Con il matrimonio fra lontani si ha anche la nascita del pensiero logico, la nascita dell’intelletto. Per quanto appaia strano, pure è così.

 

È una conoscenza che sempre più viene confermata dalla scienza ufficiale; già ne abbiamo un inizio.

La mescolanza del sangue, che avviene col matrimonio fra lontani, è in pari tempo ciò che estingue la chiaroveggenza antica e che solleva l’umanità a un superiore livello evolutivo.

Come chi segue uno sviluppo occulto risveglia la chiaroveggenza e le dà una forma nuova, in senso inverso l’attuale coscienza di veglia diurna si è sviluppata da un’antica chiaroveggenza crepuscolare.

 

Oggi tutto il mondo circostante al quale l’uomo si dedica si esprime nel sangue;

il mondo forma l’interiorità in base agli elementi esterni.

Nell’uomo di un tempo l’interiorità corporea si esprimeva nel sangue.

In tempi antichissimi, con il ricordo delle esperienze degli antenati

si ereditavano anche le loro tendenze al bene o al male.

Nel sangue del discendente si avvertivano gli effetti delle tendenze degli antenati.

 

Quando poi il sangue venne mischiato a seguito di matrimoni con lontani,

venne anche interrotto questo nesso con gli antenati. L’uomo passò a una vita personale propria.

Nelle sue tendenze morali apprese a orientarsi in base a ciò che sperimentava nella sua vita personale.

 

Così nel sangue non mischiato si manifesta la potenza della vita degli antenati,

in quello mischiato la potenza delle proprie esperienze.

Di questo raccontano le saghe e i miti dei popoli.

Essi dicono: quel che ha potere sul tuo sangue, ha potere anche su di te.

 

Il potere delle tradizioni dei popoli cessò quando esso non potè più agire sul sangue, quando la capacità di accogliere il potere degli antenati si spense a seguito della mescolanza con sangue estraneo. Questo concetto è valido nel senso più lato.

 

Qualsiasi sia la potenza che vuole impossessarsi di un uomo,

essa deve agire su di lui in modo che la sua azione si manifesti nel sangue.
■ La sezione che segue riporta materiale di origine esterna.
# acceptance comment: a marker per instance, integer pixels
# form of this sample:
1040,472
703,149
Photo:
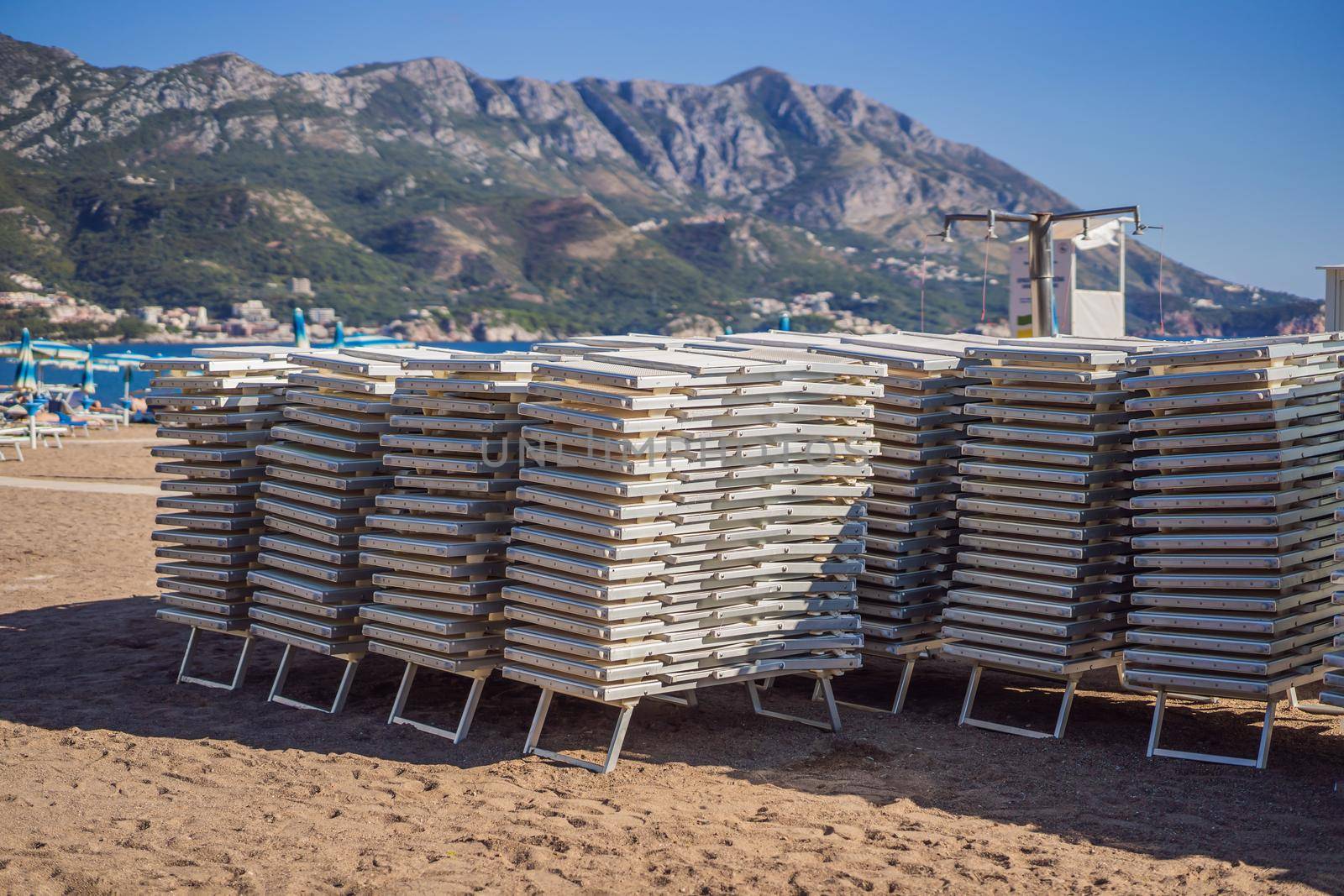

• Se quindi una potenza malvagia vuole influire su di un uomo, essa deve avere il dominio sul suo sangue.

 

È questo il profondo e spirituale significato del passo del Faust.

Per questo il rappresentante del principio del male dice: sottoscrivi il patto con il sangue,

perché se ho il tuo nome scritto con il sangue, ti ho afferrato

in ciò attraverso cui l’uomo può venir afferrato, ti ho attirato a me.

Quello cui appartiene il sangue possiede anche l’uomo o l’io dell’uomo.

 

Quando due gruppi umani si scontrano, come avviene nel caso della colonizzazione, chi conosce l’evoluzione potrà dire se una civiltà estranea potrà venir accolta oppure no.

Prendiamo un popolo cresciuto nella sua terra, nel cui sangue si esprima ciò che lo circonda, e cerchiamo di innestargli una civiltà estranea. Sarà impossibile.

Questa è la ragione per la quale certi abitanti originari dovettero estinguersi, quando i coloni arrivarono in determinate zone. Si dovrà giudicare questo problema in questa prospettiva, e allora non si crederà più di poter innestare ogni cosa su qualsiasi altra.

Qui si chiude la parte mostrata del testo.